Neben der Frage, wie ich selbst mit dieser Situation zurechtkomme, stelle ich mir die weitere Frage, wie ich meinen Enkel so begegnen kann, dass sie eine Orientierung erhalten, die Ihnen auch in Zukunft hilft, in ihrem Leben und in ihrer Welt zurecht zu kommen.

Wie antworte ich Ihnen, wenn Sie mich fragen, wieso in Europa Krieg ist?

Wie antworte ich Ihnen, wenn Sie mich fragen, ob der Krieg auch zu uns kommt?

Wie antworte ich Ihnen, wenn Sie mich fragen, ob auch wir kämpfen sollen?

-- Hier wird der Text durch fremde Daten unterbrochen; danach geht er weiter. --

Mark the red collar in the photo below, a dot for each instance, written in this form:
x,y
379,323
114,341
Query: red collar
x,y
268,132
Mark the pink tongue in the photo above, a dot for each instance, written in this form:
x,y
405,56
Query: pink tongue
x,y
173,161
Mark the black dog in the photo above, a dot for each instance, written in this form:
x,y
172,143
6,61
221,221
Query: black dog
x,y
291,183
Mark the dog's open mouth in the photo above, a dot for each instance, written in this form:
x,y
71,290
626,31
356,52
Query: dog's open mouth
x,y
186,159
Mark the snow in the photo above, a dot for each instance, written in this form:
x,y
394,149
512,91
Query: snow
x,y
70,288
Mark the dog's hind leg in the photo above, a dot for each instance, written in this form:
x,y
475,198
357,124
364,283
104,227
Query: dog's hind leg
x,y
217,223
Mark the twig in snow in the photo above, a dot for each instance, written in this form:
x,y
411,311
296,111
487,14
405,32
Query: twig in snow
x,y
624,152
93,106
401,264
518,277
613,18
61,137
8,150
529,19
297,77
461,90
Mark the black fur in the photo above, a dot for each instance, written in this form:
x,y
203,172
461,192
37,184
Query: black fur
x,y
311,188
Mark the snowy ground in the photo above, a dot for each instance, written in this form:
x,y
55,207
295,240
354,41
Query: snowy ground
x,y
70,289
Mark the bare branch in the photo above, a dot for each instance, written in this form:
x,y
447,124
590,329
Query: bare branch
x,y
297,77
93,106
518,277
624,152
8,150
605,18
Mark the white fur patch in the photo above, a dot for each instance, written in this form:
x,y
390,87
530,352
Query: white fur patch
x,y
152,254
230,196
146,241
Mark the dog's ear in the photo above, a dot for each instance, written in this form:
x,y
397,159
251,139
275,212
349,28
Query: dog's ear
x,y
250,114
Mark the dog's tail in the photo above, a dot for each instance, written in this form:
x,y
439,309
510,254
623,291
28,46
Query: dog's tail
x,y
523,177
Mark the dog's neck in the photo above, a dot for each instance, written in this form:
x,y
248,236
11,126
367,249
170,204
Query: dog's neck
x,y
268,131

Ich merke meine Ratlosigkeit und diese ist das erste, was ich Ihnen sagen möchte. „Ich weiß es nicht mein lieber Enkel! Ich verstehe selbst nicht, weshalb dieser Krieg ausgebrochen ist. Ich hatte gedacht, dass es so etwas bei uns nie geben wird und jetzt ist der Krieg so nah. Ich habe keine Antwort auf deine Frage ich hoffe nur, dass die streitenden Länder bald ihre Waffen niederlegen und miteinander über Frieden sprechen können“.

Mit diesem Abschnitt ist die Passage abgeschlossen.